By Thor Christensen, American Heart Association News

Willowpix/iStock via Getty Images
(Willowpix/iStock via Getty Images)

College athletes who contract COVID-19 and return to playing sports have a low risk of developing life-threatening heart problems, according to new research that suggests stringent cardiac testing isn't necessary.

The research, published Thursday in the American Heart Association journal Circulation, followed up on a related 2021 study that searched for heart complications among athletes who had COVID-19. This latest study covered athletes from 27 sports in 45 colleges and universities around the United States.

While the previous study found only about 1 in 170 student-athletes with COVID-19 developed cardiac problems, researchers wanted to make sure they weren't missing any potentially deadly heart problems due to less-than-optimal testing methods.

So, they followed 3,675 athletes for a year after they returned to playing sports, including 21 who had already been diagnosed with definite or probable heart inflammation or heart muscle damage.

The study found that after one year, only one athlete had an adverse cardiovascular outcome – a type of irregular heartbeat called atrial fibrillation – that was possibly related to COVID-19. Researchers found no life-threatening arrhythmias, heart failure or cardiac arrests related to the coronavirus.

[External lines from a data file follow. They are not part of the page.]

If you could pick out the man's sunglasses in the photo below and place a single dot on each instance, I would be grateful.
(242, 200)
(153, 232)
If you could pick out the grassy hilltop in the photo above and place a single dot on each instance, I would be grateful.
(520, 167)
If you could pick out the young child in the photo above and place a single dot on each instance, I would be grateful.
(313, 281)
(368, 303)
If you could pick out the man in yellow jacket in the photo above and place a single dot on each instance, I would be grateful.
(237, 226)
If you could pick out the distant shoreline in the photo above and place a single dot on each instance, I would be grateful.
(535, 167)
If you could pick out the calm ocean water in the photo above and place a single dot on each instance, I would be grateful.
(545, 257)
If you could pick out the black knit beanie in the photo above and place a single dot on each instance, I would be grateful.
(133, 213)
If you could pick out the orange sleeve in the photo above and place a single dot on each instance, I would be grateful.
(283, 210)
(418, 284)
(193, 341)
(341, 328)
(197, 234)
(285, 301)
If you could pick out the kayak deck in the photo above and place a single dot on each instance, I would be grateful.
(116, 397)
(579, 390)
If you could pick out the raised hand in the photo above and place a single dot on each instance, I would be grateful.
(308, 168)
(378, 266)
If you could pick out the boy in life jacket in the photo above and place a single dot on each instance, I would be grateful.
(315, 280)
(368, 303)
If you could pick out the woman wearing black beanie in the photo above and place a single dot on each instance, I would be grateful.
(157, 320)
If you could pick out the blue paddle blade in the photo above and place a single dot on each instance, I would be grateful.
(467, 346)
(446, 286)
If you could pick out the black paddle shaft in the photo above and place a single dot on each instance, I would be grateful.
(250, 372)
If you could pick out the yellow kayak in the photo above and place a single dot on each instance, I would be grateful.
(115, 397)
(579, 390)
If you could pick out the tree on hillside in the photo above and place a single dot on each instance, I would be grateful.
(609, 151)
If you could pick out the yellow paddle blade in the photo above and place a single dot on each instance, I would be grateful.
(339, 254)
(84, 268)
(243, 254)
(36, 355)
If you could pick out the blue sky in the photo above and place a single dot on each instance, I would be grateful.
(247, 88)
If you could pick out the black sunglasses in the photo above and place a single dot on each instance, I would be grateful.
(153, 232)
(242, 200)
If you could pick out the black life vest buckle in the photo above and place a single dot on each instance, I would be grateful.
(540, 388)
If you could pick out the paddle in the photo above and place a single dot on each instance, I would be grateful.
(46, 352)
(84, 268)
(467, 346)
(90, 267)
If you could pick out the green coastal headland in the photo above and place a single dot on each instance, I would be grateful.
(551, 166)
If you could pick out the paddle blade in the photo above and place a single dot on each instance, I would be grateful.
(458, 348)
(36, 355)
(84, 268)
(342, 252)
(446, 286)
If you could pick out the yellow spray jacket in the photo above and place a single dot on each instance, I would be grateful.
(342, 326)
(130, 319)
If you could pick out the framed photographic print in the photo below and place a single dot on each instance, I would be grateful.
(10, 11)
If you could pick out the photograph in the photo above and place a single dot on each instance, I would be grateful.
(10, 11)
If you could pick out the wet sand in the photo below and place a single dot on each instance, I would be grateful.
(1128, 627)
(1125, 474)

"That's hugely reassuring in this pandemic era of bad news," said Dr. Aaron Baggish, the study's lead author.

"The (fear) that we're missing a silent disease and putting someone at risk has been pretty well put to rest by this paper," said Baggish, director of the Cardiovascular Performance Program at the Massachusetts General Hospital Heart Center in Boston.

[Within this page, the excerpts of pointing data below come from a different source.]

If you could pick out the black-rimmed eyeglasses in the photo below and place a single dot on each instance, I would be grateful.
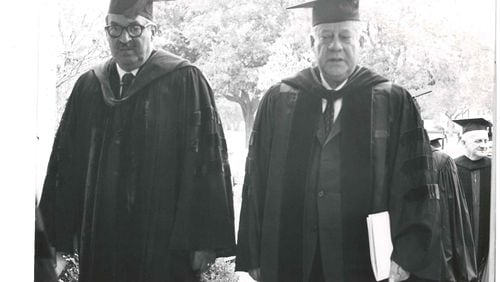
(134, 30)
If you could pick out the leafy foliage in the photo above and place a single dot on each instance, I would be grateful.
(221, 271)
(244, 47)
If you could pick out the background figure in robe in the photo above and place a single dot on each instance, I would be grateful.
(138, 180)
(459, 256)
(474, 169)
(44, 255)
(320, 161)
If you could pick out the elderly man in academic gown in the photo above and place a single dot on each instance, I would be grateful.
(474, 169)
(138, 180)
(320, 161)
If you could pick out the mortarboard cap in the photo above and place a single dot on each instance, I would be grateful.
(331, 11)
(133, 8)
(471, 124)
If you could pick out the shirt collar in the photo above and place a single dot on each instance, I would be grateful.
(122, 72)
(327, 85)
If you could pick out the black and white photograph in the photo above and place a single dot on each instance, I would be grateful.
(256, 140)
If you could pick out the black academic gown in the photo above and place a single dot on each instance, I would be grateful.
(142, 181)
(459, 255)
(475, 177)
(385, 167)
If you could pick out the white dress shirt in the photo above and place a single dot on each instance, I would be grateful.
(337, 104)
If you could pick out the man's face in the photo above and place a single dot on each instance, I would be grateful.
(336, 48)
(129, 53)
(476, 144)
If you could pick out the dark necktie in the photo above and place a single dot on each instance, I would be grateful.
(328, 114)
(125, 83)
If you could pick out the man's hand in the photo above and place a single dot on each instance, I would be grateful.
(202, 260)
(397, 273)
(60, 263)
(255, 274)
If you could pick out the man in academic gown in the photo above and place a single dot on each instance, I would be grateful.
(474, 169)
(459, 255)
(138, 180)
(320, 161)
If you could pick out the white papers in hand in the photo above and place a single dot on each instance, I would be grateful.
(379, 236)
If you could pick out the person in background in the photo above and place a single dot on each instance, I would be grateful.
(138, 180)
(44, 255)
(474, 170)
(330, 146)
(459, 256)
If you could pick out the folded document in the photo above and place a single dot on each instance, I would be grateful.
(379, 236)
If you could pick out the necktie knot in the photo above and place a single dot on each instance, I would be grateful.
(127, 79)
(332, 95)
(125, 83)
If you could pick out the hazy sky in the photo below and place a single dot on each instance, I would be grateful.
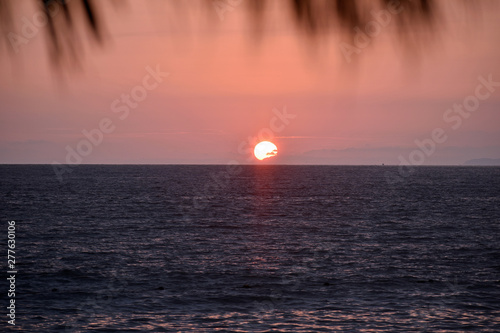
(225, 87)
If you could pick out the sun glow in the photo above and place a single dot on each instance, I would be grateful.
(265, 149)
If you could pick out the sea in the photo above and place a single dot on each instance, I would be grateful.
(252, 248)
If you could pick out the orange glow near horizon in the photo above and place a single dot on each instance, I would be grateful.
(265, 149)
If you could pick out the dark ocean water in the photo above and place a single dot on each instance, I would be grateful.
(262, 249)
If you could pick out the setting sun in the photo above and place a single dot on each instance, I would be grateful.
(265, 149)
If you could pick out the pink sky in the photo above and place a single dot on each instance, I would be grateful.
(222, 89)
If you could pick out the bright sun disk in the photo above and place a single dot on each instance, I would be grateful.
(265, 149)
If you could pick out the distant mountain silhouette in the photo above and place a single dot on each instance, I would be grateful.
(483, 161)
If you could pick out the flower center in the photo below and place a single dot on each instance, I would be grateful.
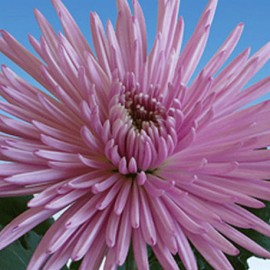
(143, 131)
(143, 110)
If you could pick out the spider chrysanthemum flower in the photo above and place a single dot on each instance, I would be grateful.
(134, 152)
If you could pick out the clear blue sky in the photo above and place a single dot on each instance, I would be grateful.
(17, 17)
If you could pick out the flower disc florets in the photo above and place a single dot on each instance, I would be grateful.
(143, 129)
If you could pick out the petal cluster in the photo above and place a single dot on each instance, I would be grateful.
(133, 151)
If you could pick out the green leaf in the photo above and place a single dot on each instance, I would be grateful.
(17, 256)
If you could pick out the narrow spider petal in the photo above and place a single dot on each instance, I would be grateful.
(133, 150)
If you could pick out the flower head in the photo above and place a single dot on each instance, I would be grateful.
(133, 151)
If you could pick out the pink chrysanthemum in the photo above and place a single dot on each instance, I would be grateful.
(134, 153)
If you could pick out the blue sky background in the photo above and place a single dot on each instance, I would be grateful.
(17, 17)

Based on the new findings, the paper's authors said cardiac MRI tests should not be given to all athletes with COVID-19, just to those with inflamed heart muscles or other warning signs such as chest pain or difficulty breathing.

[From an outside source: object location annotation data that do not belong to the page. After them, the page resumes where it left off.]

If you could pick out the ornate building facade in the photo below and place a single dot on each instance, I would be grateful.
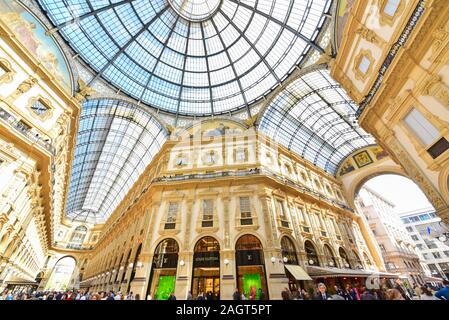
(184, 152)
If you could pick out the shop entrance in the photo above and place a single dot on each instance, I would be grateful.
(206, 269)
(251, 278)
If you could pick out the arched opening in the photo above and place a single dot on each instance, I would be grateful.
(295, 274)
(311, 254)
(358, 263)
(346, 263)
(163, 271)
(393, 204)
(329, 256)
(250, 264)
(206, 268)
(61, 275)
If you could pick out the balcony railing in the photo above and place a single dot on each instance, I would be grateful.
(24, 130)
(255, 171)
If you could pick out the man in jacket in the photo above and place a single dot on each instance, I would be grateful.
(443, 294)
(322, 292)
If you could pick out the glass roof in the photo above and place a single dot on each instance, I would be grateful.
(115, 143)
(315, 118)
(191, 57)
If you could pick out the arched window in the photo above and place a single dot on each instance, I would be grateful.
(358, 262)
(206, 268)
(61, 275)
(311, 254)
(288, 251)
(329, 256)
(163, 272)
(345, 259)
(78, 236)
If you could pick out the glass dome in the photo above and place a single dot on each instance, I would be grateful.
(191, 57)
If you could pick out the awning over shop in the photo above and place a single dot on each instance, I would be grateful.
(21, 282)
(317, 272)
(297, 272)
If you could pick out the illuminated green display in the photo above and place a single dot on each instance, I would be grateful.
(251, 280)
(165, 286)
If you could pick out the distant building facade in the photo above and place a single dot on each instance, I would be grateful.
(397, 247)
(424, 227)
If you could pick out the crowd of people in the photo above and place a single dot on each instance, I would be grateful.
(66, 295)
(348, 292)
(397, 292)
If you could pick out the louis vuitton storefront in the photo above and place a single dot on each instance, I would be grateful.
(206, 268)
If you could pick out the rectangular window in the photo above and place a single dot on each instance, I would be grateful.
(430, 244)
(245, 211)
(421, 127)
(391, 7)
(208, 213)
(364, 65)
(282, 215)
(240, 155)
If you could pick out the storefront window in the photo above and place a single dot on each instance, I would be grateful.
(250, 267)
(344, 258)
(163, 272)
(206, 268)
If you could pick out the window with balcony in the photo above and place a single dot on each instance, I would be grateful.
(245, 211)
(172, 215)
(391, 7)
(208, 213)
(282, 214)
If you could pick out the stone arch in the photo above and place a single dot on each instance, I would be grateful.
(366, 175)
(255, 234)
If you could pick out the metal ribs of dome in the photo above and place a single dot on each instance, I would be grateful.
(157, 55)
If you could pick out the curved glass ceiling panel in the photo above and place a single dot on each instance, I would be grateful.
(191, 57)
(315, 118)
(116, 141)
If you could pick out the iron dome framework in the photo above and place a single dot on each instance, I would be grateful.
(315, 118)
(116, 141)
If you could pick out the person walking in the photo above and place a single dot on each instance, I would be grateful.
(262, 295)
(236, 295)
(172, 296)
(418, 291)
(394, 294)
(427, 294)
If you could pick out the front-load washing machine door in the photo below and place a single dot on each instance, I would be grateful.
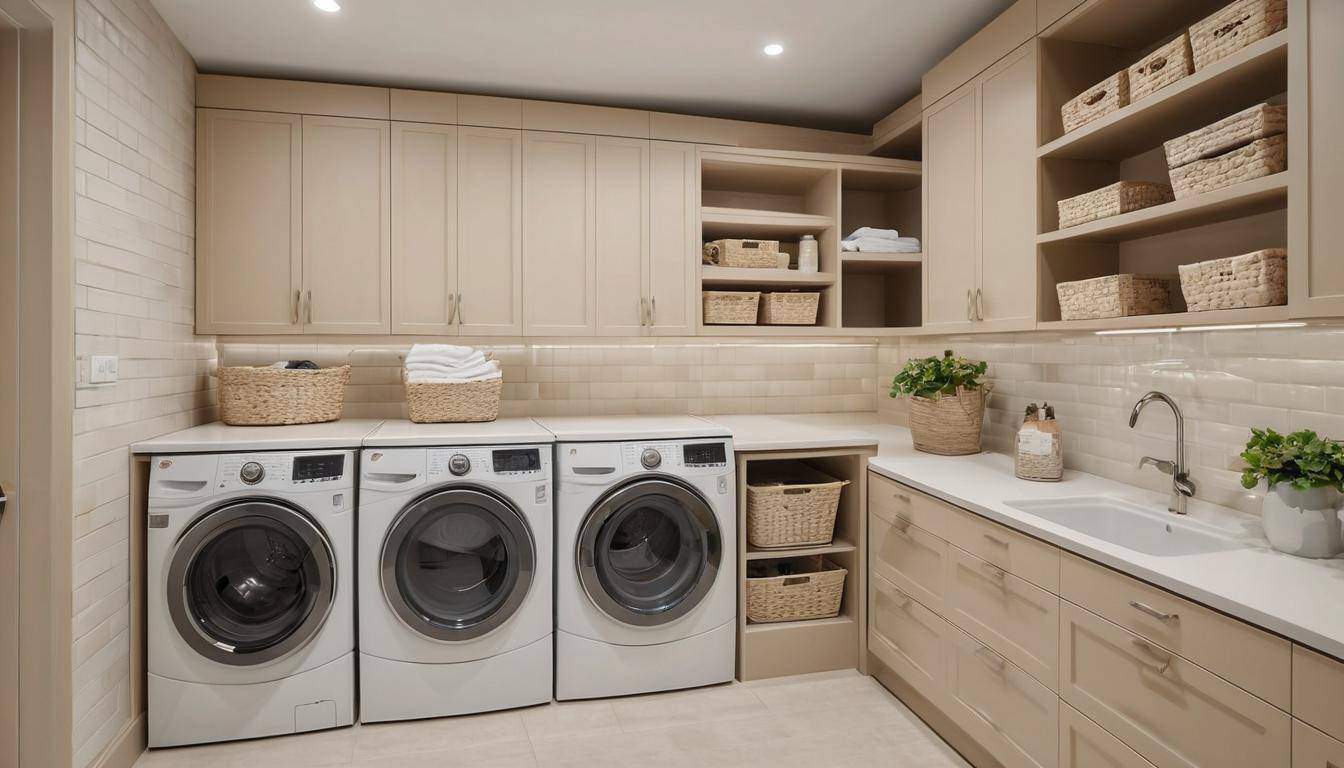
(250, 583)
(457, 564)
(649, 552)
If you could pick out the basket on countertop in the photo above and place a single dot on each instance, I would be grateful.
(790, 503)
(1261, 158)
(1114, 296)
(1161, 67)
(730, 307)
(1257, 279)
(1114, 199)
(268, 396)
(793, 589)
(1098, 101)
(1234, 27)
(789, 308)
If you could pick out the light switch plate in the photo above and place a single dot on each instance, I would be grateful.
(102, 369)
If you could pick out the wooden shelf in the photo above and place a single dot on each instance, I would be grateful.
(1242, 80)
(743, 222)
(1247, 198)
(784, 277)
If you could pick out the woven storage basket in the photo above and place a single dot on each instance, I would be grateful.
(265, 396)
(812, 591)
(1261, 158)
(789, 308)
(749, 253)
(949, 425)
(1161, 67)
(1235, 27)
(453, 402)
(1229, 133)
(1118, 198)
(792, 505)
(730, 307)
(1114, 296)
(1257, 279)
(1098, 101)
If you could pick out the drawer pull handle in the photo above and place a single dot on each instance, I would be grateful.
(1153, 612)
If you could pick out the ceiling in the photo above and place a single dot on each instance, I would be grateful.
(846, 62)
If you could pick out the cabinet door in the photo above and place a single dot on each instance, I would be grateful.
(1007, 288)
(559, 254)
(950, 171)
(249, 190)
(424, 227)
(622, 234)
(489, 232)
(674, 241)
(347, 227)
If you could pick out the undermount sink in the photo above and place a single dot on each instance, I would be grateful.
(1128, 525)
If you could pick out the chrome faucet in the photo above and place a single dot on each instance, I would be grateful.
(1182, 486)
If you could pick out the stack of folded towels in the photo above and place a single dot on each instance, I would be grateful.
(879, 241)
(445, 363)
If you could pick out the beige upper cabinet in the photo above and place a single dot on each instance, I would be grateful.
(247, 222)
(347, 227)
(559, 245)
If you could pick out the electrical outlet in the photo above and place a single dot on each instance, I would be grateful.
(102, 369)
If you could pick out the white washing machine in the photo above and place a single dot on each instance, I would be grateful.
(645, 556)
(250, 608)
(454, 569)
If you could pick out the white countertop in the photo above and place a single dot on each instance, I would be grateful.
(501, 432)
(218, 437)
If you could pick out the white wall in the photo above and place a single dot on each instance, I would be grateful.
(135, 198)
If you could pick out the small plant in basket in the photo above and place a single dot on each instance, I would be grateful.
(946, 402)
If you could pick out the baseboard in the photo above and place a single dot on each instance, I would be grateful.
(128, 745)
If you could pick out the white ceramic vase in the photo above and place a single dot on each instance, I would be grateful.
(1304, 523)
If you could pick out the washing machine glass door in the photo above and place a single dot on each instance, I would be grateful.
(250, 583)
(457, 564)
(649, 552)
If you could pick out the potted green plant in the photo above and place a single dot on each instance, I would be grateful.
(946, 402)
(1305, 478)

"Uncomplicated COVID-19 infection appears to confer an extremely low risk of anything bad happening from a heart perspective down the line. The vast majority of athletes who had COVID-19 and have recovered fully don't need testing," Baggish said.

He said the study was limited by its observational nature, adding it's important for clinicians to keep a close watch on athletes to determine the long-term cardiovascular impact of COVID-19. And he said he plans to do future studies of college athletes with existing cardiovascular problems.

"We have to pivot back and start asking questions about the safety of sports and kids with heart disease, that same question we cared about before the pandemic and we're going to care about after the pandemic," Baggish said.

Dr. Ravi Dave, who was not involved in the research, said the study was limited by only tracking the athletes' health for one year. He called for longer studies, including research on how COVID-19 variants impact athletes' heart health. Dave said he'd also like to see future studies that focus on middle-age and older individuals who play a sport.

But overall, he called the new research reassuring.

"This is a nicely done study with important data confirming the fact that in young athletes, cardiac involvement is a rare condition with a very small number of adverse events," said Dave, director of interventional cardiology at UCLA Health in California.

"Also, for patients, it is necessary to understand that these results are indicative of the benefits of exercise and overall health," he said. "This is specifically important when dealing with viral infection."